Lead author Sean Gallen, an assistant professor of geosciences at Colorado State University (CSU), worked with his colleagues to create new data sets and methodologies for using landscapes to retrace the lengthy histories of mountain formation in southern Italy.
One tectonic plate falls beneath another in subduction zones, such as Calabria in southern Italy. The crumpling and thickening of the Earth’s crust are thought to have played a role in the formation of the mountains in these regions.
Sean Gallen, lead author and CSU assistant professor of geosciences, said, “Mountain building is a fundamental process of how Earth behaves, and this study suggests that we may not understand that as well as we thought we did.”
The researchers combined measurements from geologically short and long durations ranging from thousands to tens of millions of years. The landscape filled the gaps like a “geologic tape recorder” recording tectonic history.
Gallen said, “In southern Italy, the landscape is the bridge between these different methods that we typically use.”

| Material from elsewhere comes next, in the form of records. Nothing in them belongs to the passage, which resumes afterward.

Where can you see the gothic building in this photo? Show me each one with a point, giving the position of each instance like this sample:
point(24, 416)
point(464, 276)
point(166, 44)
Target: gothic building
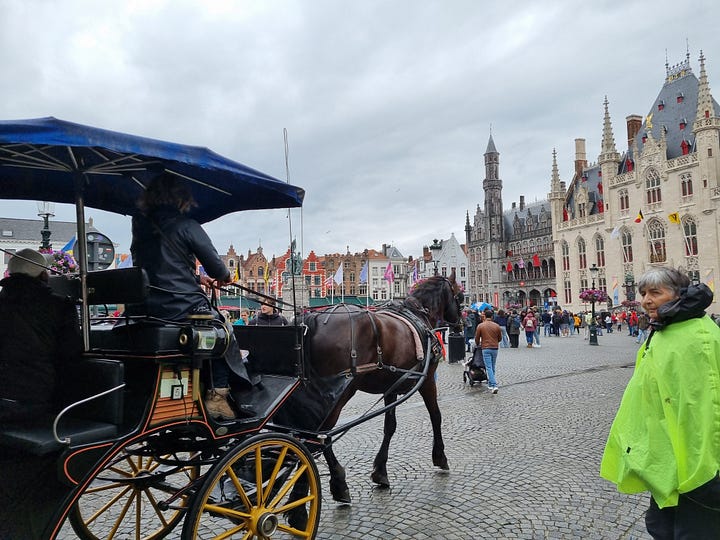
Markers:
point(510, 253)
point(655, 202)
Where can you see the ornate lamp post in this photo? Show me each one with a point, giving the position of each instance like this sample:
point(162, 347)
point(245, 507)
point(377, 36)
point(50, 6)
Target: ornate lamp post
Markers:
point(45, 211)
point(629, 287)
point(593, 326)
point(435, 248)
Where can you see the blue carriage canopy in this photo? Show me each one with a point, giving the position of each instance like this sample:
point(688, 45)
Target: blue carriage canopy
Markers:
point(53, 160)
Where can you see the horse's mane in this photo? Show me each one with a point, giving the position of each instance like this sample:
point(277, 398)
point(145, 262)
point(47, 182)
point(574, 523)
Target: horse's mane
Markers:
point(426, 294)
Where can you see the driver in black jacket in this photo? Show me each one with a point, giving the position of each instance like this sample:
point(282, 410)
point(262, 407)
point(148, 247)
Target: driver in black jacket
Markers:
point(39, 335)
point(166, 243)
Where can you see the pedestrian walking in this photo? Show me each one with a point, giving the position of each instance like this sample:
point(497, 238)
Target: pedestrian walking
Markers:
point(488, 334)
point(529, 324)
point(664, 438)
point(513, 328)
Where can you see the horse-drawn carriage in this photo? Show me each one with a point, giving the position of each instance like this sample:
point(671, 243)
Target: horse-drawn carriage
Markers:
point(134, 453)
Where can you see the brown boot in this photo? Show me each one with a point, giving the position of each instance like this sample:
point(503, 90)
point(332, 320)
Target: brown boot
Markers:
point(216, 404)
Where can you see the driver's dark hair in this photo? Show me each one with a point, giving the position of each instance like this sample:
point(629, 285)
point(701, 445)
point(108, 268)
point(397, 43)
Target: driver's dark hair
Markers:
point(166, 190)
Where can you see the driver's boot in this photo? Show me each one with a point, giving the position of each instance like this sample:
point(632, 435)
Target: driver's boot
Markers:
point(217, 405)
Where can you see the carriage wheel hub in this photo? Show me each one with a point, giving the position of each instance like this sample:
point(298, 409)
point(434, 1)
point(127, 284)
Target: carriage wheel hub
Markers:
point(267, 525)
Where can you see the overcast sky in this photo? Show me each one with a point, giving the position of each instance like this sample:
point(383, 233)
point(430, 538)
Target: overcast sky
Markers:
point(388, 104)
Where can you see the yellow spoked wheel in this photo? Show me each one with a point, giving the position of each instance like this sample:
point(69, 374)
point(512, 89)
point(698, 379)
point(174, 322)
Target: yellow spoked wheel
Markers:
point(267, 487)
point(136, 495)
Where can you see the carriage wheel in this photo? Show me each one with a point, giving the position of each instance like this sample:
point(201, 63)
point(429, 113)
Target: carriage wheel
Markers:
point(126, 498)
point(268, 487)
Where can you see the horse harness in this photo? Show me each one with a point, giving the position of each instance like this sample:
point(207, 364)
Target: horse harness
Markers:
point(419, 326)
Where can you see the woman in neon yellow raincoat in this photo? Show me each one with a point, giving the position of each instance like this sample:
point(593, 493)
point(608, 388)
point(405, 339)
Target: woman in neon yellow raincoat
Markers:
point(665, 438)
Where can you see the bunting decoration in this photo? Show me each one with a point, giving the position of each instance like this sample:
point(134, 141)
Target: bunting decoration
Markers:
point(389, 273)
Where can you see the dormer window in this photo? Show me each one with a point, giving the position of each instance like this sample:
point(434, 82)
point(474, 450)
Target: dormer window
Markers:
point(685, 147)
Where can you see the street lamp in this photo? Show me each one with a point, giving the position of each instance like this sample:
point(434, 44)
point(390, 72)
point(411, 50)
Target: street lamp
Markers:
point(45, 211)
point(630, 287)
point(434, 251)
point(593, 326)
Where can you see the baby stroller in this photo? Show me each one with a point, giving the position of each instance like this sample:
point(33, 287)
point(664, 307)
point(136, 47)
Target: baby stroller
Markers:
point(475, 369)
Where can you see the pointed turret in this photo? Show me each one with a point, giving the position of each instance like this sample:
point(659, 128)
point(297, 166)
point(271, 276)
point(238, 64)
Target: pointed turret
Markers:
point(706, 107)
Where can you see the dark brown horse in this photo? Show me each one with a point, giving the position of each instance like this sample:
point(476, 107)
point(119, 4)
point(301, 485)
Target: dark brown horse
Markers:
point(349, 349)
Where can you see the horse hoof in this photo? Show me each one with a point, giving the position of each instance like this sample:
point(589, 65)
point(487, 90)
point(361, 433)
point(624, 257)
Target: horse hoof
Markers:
point(381, 480)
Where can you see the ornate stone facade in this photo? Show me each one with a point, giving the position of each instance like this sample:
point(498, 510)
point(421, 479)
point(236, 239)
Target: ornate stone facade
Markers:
point(656, 203)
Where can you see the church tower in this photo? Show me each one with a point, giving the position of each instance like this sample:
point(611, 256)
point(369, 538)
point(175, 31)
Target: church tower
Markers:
point(492, 186)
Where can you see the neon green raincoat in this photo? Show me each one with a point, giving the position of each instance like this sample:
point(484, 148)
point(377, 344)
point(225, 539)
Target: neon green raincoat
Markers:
point(665, 438)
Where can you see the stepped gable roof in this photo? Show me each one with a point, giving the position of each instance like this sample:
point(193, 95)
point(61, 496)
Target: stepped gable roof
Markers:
point(667, 113)
point(533, 208)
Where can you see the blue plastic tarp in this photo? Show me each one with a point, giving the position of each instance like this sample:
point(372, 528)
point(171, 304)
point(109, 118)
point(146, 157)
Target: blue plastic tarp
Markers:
point(53, 160)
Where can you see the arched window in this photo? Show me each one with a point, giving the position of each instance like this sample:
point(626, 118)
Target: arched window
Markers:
point(656, 241)
point(626, 238)
point(600, 251)
point(690, 234)
point(652, 187)
point(624, 200)
point(582, 254)
point(686, 186)
point(565, 255)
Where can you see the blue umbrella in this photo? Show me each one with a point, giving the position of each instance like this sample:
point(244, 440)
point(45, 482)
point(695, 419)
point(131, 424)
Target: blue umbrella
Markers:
point(480, 306)
point(48, 159)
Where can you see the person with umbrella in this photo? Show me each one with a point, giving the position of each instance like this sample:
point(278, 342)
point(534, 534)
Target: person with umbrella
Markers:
point(166, 243)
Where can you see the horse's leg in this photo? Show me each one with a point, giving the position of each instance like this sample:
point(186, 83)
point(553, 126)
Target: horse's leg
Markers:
point(338, 484)
point(428, 391)
point(379, 474)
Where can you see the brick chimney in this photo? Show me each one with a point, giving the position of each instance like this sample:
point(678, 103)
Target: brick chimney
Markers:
point(580, 156)
point(634, 123)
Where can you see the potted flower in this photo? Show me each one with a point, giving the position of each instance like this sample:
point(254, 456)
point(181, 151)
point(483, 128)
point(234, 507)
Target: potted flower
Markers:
point(593, 295)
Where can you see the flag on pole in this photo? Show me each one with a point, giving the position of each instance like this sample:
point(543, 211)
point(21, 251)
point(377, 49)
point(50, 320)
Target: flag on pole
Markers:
point(338, 275)
point(125, 263)
point(389, 273)
point(68, 248)
point(363, 273)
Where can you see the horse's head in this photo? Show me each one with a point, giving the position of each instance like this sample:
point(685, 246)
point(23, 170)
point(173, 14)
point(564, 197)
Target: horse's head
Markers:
point(441, 297)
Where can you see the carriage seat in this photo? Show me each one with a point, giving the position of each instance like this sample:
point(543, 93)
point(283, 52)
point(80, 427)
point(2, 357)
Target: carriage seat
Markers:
point(94, 421)
point(272, 348)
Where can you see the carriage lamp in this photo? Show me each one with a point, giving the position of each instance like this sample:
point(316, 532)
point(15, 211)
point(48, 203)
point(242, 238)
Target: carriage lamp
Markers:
point(46, 211)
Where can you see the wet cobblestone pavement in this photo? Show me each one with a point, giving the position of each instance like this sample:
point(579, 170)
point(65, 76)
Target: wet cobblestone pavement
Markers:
point(523, 463)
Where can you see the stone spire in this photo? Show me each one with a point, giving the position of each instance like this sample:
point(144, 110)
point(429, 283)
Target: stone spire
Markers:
point(608, 152)
point(706, 108)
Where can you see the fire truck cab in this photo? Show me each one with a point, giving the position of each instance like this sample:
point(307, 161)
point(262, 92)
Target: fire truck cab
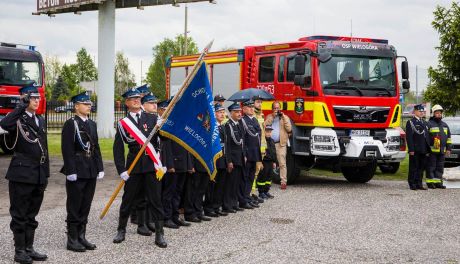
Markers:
point(341, 93)
point(20, 65)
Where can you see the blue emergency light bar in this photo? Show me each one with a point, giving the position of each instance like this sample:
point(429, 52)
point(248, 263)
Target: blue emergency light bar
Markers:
point(14, 45)
point(336, 38)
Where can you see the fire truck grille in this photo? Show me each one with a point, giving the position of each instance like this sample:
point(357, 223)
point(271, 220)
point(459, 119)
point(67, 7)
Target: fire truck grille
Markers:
point(361, 114)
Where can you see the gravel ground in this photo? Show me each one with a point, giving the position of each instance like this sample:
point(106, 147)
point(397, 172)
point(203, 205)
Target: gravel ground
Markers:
point(319, 220)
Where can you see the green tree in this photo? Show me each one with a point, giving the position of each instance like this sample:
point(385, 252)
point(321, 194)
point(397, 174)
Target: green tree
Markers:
point(444, 88)
point(156, 75)
point(124, 78)
point(52, 71)
point(85, 68)
point(70, 78)
point(61, 91)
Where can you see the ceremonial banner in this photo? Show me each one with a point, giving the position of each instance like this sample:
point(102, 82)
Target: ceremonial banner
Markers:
point(192, 123)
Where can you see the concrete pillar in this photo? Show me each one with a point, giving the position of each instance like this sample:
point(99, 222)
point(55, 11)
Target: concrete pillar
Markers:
point(106, 70)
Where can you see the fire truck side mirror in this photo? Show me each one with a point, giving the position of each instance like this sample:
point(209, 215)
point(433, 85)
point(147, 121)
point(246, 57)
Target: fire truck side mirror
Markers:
point(406, 85)
point(299, 63)
point(324, 57)
point(405, 70)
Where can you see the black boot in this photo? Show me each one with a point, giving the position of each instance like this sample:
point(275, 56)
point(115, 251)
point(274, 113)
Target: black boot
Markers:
point(34, 255)
point(133, 217)
point(121, 231)
point(151, 226)
point(72, 239)
point(141, 227)
point(20, 254)
point(159, 234)
point(82, 238)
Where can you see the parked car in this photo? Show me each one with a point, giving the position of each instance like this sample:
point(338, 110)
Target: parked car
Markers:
point(391, 166)
point(454, 124)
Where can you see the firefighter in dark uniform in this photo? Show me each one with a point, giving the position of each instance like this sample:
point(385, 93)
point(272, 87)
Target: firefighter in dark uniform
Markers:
point(170, 178)
point(440, 143)
point(28, 172)
point(235, 158)
point(149, 105)
point(214, 194)
point(418, 146)
point(251, 144)
point(82, 166)
point(142, 182)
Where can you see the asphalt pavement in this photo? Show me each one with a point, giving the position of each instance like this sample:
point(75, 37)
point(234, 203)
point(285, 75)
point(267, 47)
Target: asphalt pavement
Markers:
point(318, 220)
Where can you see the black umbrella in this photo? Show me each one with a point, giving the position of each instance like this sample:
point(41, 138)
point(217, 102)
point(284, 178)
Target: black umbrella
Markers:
point(251, 93)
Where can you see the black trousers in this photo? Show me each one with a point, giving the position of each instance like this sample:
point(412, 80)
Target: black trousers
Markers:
point(180, 192)
point(80, 195)
point(141, 186)
point(169, 182)
point(435, 168)
point(197, 184)
point(213, 199)
point(25, 202)
point(231, 188)
point(247, 182)
point(264, 180)
point(417, 165)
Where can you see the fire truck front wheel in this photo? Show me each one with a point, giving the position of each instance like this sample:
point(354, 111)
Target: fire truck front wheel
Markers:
point(360, 174)
point(293, 169)
point(9, 141)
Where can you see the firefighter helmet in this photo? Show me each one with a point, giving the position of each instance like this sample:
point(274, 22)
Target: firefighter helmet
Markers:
point(436, 108)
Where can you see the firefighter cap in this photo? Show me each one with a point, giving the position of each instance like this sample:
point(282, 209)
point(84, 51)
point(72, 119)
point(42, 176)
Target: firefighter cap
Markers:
point(81, 98)
point(31, 90)
point(149, 98)
point(131, 93)
point(144, 89)
point(218, 107)
point(234, 107)
point(219, 97)
point(419, 107)
point(437, 108)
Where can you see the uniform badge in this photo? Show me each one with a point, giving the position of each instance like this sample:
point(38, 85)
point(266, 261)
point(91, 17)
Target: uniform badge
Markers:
point(299, 106)
point(205, 120)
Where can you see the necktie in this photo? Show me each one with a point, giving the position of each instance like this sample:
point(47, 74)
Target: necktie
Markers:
point(138, 120)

The flat, high-elevation landscape regions along the “toe” of the Italian peninsula depict a time when mountain creation was gradual, and a sharp transition below marks a quick acceleration.
These geographical indications enabled the researchers to create the longest and most complete long-term continuous record of rock uplift.
He said, “We would expect to see a correlation between the rate at which the plate is diving down beneath the other plate through time and our rock uplift history, and we don’t see that.”
Crumpling and crust thickening are secondary processes in the development of the Calabrian Alps.
According to data, the fundamental force driving rock uplift is the fall of the lower plate into the Earth’s mantle and its adjustment of the mantle flow field.
The researcher said, “The results suggest that the typical way we view mountain building doesn’t hold for southern Italy. It appears to be controlled by things much deeper within the Earth system. This behavior has been seen in models but never in nature. This is the first time we think we’ve observed it.”
This research shows for the first time that this mechanism is the primary driver in mountain development in subduction zones, despite previous research linking mountain height to tectonic plate interactions within Earth’s plastically flowing mantle.
He also said, “The records we have produced imply that deep earth signals appear to dominate what’s happening at the surface. I’ve been working in the Mediterranean for 15 years, and this result has profoundly changed the way I think about these subduction zones.”
The researchers developed a unified framework based on thermochronology, cosmogenic nuclides, bedrock river profiles, and the record of historical sea levels seen in marine terraces.
The revolutionary methodology reaches further back in time than other methods. It employs multiple data sets to constrain modeling in a novel way.
The technique works well in active systems where the contemporary landscape hints about the past. The longer a system has been active in geologic time, the more difficult it is to recreate its history confidently.
Gallen expects the new techniques to promote research and discoveries in other fields. Although current numerical models support their interpretation, Gallen highlighted that more data is required to establish whether it is accurate.